Thursday, February 6, 2014

Happy February 6!

I just wanted to start by saying that I love this blog. It has been a treat every day. Yesterday, I listened to the song from Nomi's post about 500 times. If you haven't listened, I recommend skipping my whole entry for Nomi's, immediately. Sometimes, friends just so come through.

How is it possible that a year has gone by already since the last February project? This has been the fastest year of my life— and the year when the most has happened. Since last year, nothing is the same: I’m back in school, in a new city, and without the relationship that focused my life for the past six years. Last year, I found it fitting to post about Beyonce on this blog; this year, I turn to this blog for comfort and reassurance and support.


Which I guess is what February is for, now. Its always been the worst month, and now its character feels appropriate for all that has happened to us. And since you all feel it too, it can’t just be me. You have all allowed me to focus the blame off myself and on to the month, for its loneliness and its tragedy and its despair and its endless endless chill. So for that, I am grateful. It’s not me—its February.



And its going to get easier, too. This year isn’t every year. This February isn’t every February. And I try to remind myself, amid the confusion of each morning that seems to place me in a life so different than what I imagined, that every day could be the start of something new.


Every day is a god, each day is a god, and holiness holds forth in time. I worship each god, I praise each day splintered down, splintered down and wrapped in time like a husk, a husk of many colors spreading, at dawn fast over the mountains split. I wake in a god. I wake in arms holding my quilt, holding me as best they can inside my quilt. Someone is kissing me – already. I wake, I cry “Oh,” I rise from the pillow. Why should I open my eyes? I open my eyes. The god lifts from the water. His head fills the bay. He is Puget Sound, the Pacific; his breast rises from pastures, his fingers are firs; islands slide wet down his shoulders. Islands slip blue from his shoulders and glide over the water, the empty, lighted water like a stage. Today’s god rises, his long eyes flecked in clouds. He flings his arms, spreading colors; he arches, cupping sky in his belly. He vaults, vaulting and spread, holding all and spreading on me like skin.”
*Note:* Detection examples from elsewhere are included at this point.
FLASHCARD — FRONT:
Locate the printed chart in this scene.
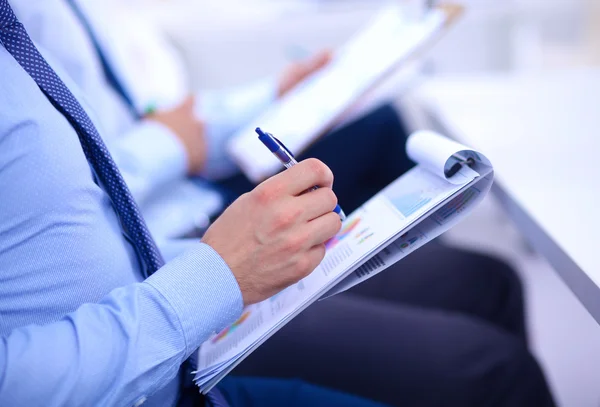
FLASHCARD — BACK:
[325,217,362,250]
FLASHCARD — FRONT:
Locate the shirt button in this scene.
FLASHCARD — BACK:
[133,396,148,407]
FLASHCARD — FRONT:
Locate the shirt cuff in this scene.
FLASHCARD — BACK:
[114,120,187,201]
[145,243,244,354]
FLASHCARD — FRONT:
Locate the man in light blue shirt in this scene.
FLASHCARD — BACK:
[1,0,564,405]
[0,0,396,406]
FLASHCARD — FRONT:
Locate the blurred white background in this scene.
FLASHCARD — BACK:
[128,0,600,407]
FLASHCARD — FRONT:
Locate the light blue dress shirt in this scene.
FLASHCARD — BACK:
[0,46,242,406]
[11,0,276,244]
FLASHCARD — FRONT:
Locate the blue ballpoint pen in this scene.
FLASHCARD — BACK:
[256,127,346,221]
And February ends: making way for spring. This is the best to remember. So, enjoy revisiting this poem:

February


Winter. Time to eat fat
and watch hockey. In the pewter mornings, the cat,   
a black fur sausage with yellow
Houdini eyes, jumps up on the bed and tries   
to get onto my head. It’s his
way of telling whether or not I’m dead.
If I’m not, he wants to be scratched; if I am   
He’ll think of something. He settles
on my chest, breathing his breath
of burped-up meat and musty sofas,
purring like a washboard. Some other tomcat,   
not yet a capon, has been spraying our front door,   
declaring war. It’s all about sex and territory,   
which are what will finish us off
in the long run. Some cat owners around here   
should snip a few testicles. If we wise   
hominids were sensible, we’d do that too,   
or eat our young, like sharks.
But it’s love that does us in. Over and over   
again, He shoots, he scores! and famine
crouches in the bedsheets, ambushing the pulsing   
eiderdown, and the windchill factor hits   
thirty below, and pollution pours
out of our chimneys to keep us warm.
February, month of despair,
with a skewered heart in the centre.
I think dire thoughts, and lust for French fries   
with a splash of vinegar.
Cat, enough of your greedy whining
and your small pink bumhole.
Off my face! You’re the life principle,
more or less, so get going
on a little optimism around here.
Get rid of death. Celebrate increase. Make it be spring.